The second milestone is giving the nature-based token a financial value in the current economic system. The economy is growing way too fast, and it’s destroying healthy ecosystems. Although MERIT can be used as a direct contribution to nature preservation, we need to think further. What if we rolled this out as a currency? The more nature we have, the wealthier we are. Wouldn’t that be a good incentive for people to place nature at the heart of everything? 

But this is a lot to grasp. At least today. By 2030, MERIT will likely be one of many eco-currencies on the market. This utopian vision of a green economy based on this green money will become our daily reality. It needs to. 

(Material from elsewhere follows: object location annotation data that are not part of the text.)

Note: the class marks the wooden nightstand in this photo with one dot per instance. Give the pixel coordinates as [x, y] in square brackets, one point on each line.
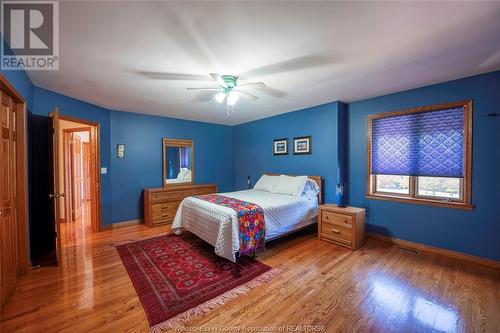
[342, 226]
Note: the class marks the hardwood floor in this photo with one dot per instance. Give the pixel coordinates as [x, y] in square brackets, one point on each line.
[379, 288]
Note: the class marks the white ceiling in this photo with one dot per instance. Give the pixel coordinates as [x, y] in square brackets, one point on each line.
[141, 56]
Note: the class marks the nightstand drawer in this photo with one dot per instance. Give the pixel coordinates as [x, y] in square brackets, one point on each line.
[333, 229]
[338, 219]
[338, 240]
[342, 225]
[166, 210]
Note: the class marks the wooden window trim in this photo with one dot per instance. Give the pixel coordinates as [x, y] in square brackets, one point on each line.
[465, 202]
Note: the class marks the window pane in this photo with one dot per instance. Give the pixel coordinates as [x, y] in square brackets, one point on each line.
[393, 184]
[439, 187]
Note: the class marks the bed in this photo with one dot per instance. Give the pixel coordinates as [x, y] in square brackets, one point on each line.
[219, 225]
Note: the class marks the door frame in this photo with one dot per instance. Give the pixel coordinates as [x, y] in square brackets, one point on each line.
[67, 175]
[22, 176]
[95, 177]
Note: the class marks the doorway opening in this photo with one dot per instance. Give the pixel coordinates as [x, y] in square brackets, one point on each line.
[78, 177]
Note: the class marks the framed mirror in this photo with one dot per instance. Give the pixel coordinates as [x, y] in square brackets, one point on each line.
[178, 162]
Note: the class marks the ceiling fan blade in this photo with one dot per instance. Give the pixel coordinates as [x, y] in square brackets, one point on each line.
[252, 85]
[246, 95]
[219, 80]
[209, 89]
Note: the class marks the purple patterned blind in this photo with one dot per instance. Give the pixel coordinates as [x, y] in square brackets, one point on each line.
[420, 144]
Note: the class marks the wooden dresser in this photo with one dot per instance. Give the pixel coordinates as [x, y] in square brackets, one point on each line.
[160, 204]
[342, 226]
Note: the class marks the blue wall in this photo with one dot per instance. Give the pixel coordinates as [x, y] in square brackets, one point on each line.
[253, 144]
[474, 232]
[19, 80]
[142, 165]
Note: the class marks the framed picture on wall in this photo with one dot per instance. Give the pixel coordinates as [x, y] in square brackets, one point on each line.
[302, 145]
[280, 146]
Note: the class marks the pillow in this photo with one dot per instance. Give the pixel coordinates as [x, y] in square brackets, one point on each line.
[311, 189]
[182, 173]
[187, 175]
[290, 185]
[266, 183]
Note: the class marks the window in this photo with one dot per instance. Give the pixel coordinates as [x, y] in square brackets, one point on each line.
[421, 155]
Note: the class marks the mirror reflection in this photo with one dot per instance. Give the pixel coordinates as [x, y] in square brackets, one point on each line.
[178, 161]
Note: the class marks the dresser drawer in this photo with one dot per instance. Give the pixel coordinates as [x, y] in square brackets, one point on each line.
[169, 196]
[338, 219]
[165, 210]
[201, 191]
[160, 221]
[161, 204]
[335, 230]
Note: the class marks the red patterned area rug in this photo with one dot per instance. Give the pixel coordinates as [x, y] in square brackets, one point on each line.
[180, 277]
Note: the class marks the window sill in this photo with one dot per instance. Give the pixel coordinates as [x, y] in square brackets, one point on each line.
[421, 201]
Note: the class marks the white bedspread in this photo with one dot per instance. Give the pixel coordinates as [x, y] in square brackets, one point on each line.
[218, 225]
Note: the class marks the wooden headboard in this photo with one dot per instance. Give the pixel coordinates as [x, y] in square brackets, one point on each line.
[317, 179]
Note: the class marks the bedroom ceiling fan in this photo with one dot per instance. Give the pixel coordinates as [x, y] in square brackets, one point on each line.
[230, 91]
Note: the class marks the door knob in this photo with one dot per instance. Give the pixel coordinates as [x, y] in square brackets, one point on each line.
[5, 209]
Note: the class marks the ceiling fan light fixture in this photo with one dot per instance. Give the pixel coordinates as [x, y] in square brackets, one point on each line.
[220, 97]
[232, 98]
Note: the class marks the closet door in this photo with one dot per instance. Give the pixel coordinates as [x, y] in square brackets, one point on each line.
[8, 198]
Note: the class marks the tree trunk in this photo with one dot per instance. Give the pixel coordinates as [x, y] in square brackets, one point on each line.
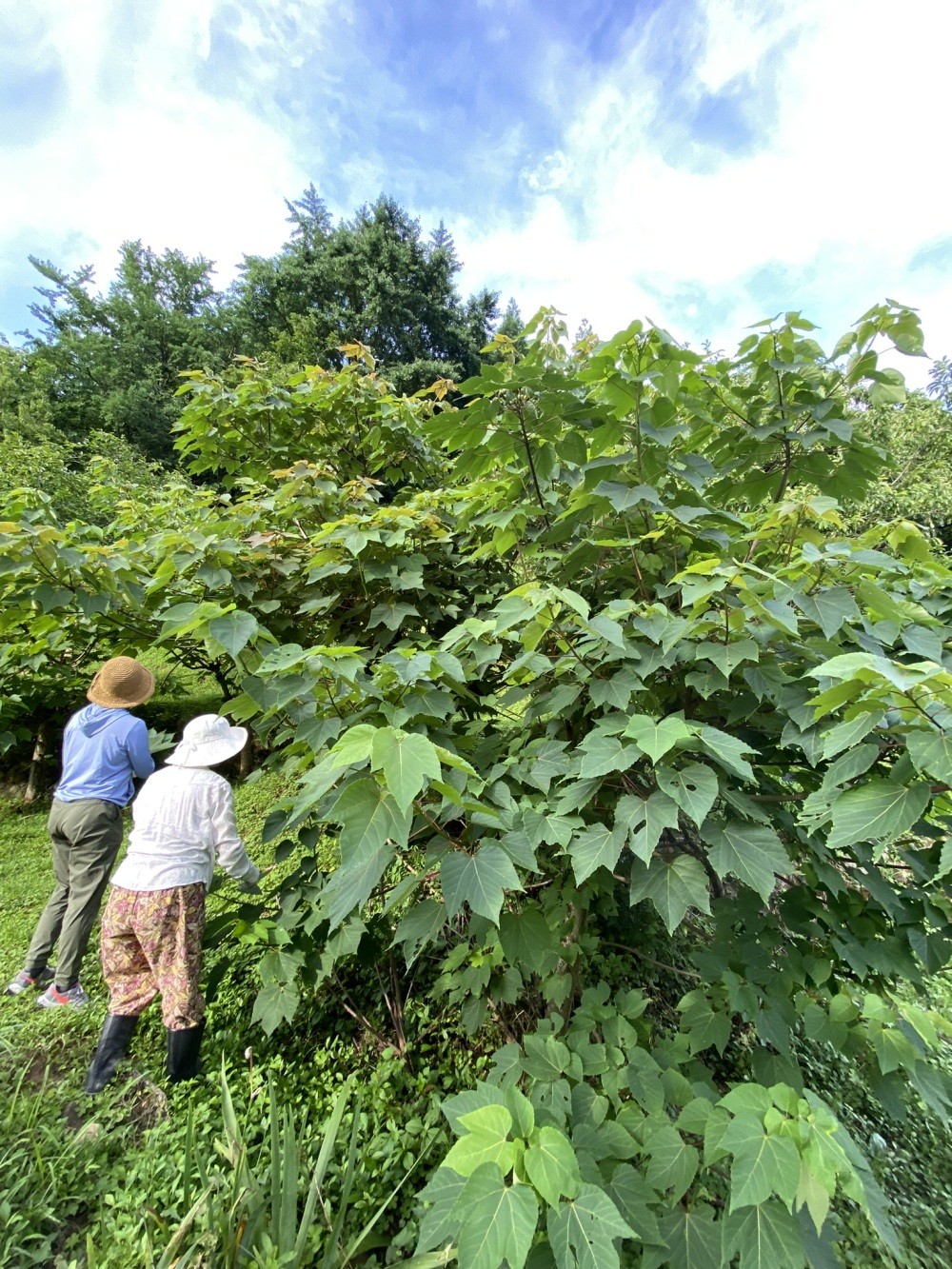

To conclude Merit's story of Single.Earth, she summarizes: “This Fall of 2022 has been a massive validation that yes, biodiversity is key; yes, we need all hands on deck; yes, we need a radical and rapid transformation toward a green economy. As the UN made agreements for biodiversity goals at COP15, our team was cheering that we have the instrument right here.” Fascinatingly, the Single.Earth science team is developing an ecosystem integrity methodology similar to the UN research group. This is a significant recognition and affirmation for a startup that it is going in the right direction. 

We need to assess and value nature as a whole: the health, resilience, and completeness of ecosystems

To expand more around the science, Katherine continues the discussion by saying: “Essentially, Single.Earth is paying individual landowners to make nature-positive decisions. We started with forests, but this is not where it ends. Eventually, we want to have every pixel of nature. And yes, it sounds lofty or a moonshot, but it’s really not. It’s what we need.” 

When talking about biodiversity, a lot of people hear – species richness. But it’s more complicated than that. What do species need to be successful and to survive? Habitat! That’s land or water and its intact nature. There’s this idea on essential variables that the Single.Earth team pursued, as well as the UN research group. That’s what the Ecosystem Integrity Index (EII) looks like: structure, composition, and function. “We use well-established data sources and work with other scientists – that part we feel really good about,” states Katherine proudly. “And essentially, we have our own Digital Twin to monitor nature’s health at a global scale.” 

At the same time, the Digital Twin also allows looking at small scales. Single.Earth can onboard lands as small as 3 hectares. “So yes, we are saving the planet 3 hectares at a time, and it adds up,” cheers Katherine. “Of course, we are working with large conservation areas as well, but we need to include this small-scale functional relationship with nature and truly get all hands on deck.”

Read more: Introducing the Ecosystem Integrity Index (EII) by Single.Earth

We have the agreements and solutions, now we take rapid action

Katherine and Merit both highlighted how the overarching “all hands on deck” motto is crucial. Whatever the science, legislation, or technology, if no one uses it... it’s, well, useless. 

The solution with the most impact has to be scalable enough to connect all these different players: science, consumers, companies, investors, and governments. It always comes back to the one element that ties the economy together – money

We have a solution today in the nature-backed MERIT to give back to nature with each transaction and limit our economic activity to nature's boundaries. It’s fundamentally ready, and now we need to adopt it. Consumers have to use it, and companies need to accept it. Governments must send the right signals, investors must see the value in nature, etc. Most importantly, we all need to shift the mindset of what’s possible and start making more nature-positive decisions today.